Shrinivas Rao, CEO of Vestian, emphasizes the global context in his assessment: "As global trade dynamics evolve in response to recent US tariff measures, the RBI is likely to adopt a cautious stance in the upcoming MPC meeting. Amid global headwinds, maintaining the current policy stance would ensure financial resilience and bolster investor confidence." He suggests that continuing the current repo rate would provide stability, especially when domestic inflation is easing and growth momentum is gradually strengthening, while noting that future quarters may see rate reductions if headline inflation continues its downward trajectory.
Piyush Bothra, Co-Founder and CFO of Square Yards, provides a nuanced timeline perspective: "Given the front-loaded rate cut in June and ongoing global uncertainties, particularly the recently announced US tariffs, we expect the central bank to adopt a wait-and-watch approach and maintain the current 5.50% repo rate." He emphasizes that for property markets, this means interest rates are likely to remain stable, sustaining current momentum. Importantly, he notes that since previous rate cuts have yet to be fully transmitted, the RBI is expected to take a firmer stance with banks and NBFCs to ensure benefits reach borrowers. While ruling out immediate cuts, he keeps the door open for "a 25-basis point cut in the October meeting [which] remains on the table and could serve as a significant festive season stimulus for the housing market."
Policy Stance and Forward Guidance
The position of the monetary policy is likely to remain at the so-called neutral position having dropped out of the accommodative position in April and becoming the same in June.

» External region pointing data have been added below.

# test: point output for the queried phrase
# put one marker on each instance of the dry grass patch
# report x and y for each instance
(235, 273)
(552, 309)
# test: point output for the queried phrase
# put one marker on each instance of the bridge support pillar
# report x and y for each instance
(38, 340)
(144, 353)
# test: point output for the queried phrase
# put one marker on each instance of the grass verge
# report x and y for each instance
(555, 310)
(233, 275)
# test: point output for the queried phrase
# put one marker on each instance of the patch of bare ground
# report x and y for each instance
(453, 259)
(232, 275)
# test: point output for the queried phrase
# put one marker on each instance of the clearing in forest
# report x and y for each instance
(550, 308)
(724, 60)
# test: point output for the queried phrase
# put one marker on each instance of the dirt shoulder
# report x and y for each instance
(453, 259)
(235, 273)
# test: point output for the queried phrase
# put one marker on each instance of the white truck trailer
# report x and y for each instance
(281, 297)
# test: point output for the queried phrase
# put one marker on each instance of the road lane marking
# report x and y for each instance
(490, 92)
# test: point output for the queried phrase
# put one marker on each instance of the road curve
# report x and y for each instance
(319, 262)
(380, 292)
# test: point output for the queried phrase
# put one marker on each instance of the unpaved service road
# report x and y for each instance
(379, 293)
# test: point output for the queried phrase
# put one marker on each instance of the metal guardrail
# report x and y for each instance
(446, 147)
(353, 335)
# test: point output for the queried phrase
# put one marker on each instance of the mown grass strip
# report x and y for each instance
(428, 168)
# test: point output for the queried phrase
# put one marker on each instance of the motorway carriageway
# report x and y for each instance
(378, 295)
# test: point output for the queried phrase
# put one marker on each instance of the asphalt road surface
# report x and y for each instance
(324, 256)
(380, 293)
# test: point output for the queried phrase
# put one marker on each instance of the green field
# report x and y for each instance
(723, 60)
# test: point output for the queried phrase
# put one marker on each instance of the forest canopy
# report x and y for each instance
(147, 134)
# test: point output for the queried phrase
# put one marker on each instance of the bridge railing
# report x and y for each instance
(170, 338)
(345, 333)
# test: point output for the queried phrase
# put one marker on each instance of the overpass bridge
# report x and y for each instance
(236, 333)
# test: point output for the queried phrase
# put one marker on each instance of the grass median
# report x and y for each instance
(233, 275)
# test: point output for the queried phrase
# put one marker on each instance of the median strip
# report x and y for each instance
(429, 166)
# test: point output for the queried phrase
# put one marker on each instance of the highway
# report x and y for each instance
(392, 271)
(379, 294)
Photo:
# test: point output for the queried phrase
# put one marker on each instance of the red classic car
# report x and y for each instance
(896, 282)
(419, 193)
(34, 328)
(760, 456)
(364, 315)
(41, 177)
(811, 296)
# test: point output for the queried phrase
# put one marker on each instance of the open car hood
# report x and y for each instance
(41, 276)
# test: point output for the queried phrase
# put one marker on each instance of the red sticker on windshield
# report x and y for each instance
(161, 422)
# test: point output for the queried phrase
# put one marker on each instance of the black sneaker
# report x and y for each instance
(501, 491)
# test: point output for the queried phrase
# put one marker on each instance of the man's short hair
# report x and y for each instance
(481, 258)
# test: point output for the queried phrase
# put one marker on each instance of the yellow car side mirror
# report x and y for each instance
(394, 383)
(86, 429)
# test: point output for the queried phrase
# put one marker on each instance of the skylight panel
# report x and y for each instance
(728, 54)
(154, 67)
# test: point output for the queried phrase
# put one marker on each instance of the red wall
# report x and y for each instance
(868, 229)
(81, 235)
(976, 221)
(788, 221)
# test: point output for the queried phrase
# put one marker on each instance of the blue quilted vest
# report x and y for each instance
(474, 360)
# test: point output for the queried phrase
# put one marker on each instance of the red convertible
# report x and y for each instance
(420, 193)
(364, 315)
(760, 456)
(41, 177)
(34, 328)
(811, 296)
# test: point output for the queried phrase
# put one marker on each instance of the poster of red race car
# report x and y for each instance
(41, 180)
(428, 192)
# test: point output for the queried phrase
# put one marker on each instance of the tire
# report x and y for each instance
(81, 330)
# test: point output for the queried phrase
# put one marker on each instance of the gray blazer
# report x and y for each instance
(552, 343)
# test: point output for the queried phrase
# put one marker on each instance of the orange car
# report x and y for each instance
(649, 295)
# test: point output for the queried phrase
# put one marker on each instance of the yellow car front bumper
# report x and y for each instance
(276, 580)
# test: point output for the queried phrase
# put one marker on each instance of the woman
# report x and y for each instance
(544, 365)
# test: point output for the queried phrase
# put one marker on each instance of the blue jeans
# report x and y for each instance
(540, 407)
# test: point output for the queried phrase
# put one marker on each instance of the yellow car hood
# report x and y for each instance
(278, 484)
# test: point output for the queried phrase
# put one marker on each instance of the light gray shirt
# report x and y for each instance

Such placement gives the MPC room to maneuver towards either side depending on the changing economic conditions, and it represents that the extremes in easing may soon be subsided.
CareEdge anticipates that the policy statement by the RBI would be dovish in tone and continue to be cautious in response to the changing global events. This moderate strategy is an indication of the necessity of the central bank to become sensitive to the developments into the countries but at the same time being vigilant as far as external factors is concerned.
Also Read: RBI Monetary Policy Committee Report 2025: A Sharper-than-Expected Cut
Outlook in the Lending Rates
With the repo rate on hold at 5.5 percent, the entire external reference benchmark lending rates pegged to the repo rate will also be maintained. Lenders, however, have the option to adjust interest rate on such loans linked to the marginal cost of fund-based lending rate (MCLR) which is, perhaps, having some space to adjust the rates subject to the cost of funds and market rates at which they were funded.
The August policy meeting is a turning point in the monetary policy course of India as the MPC is expected to focus on stability and evaluation rather than further intense easing.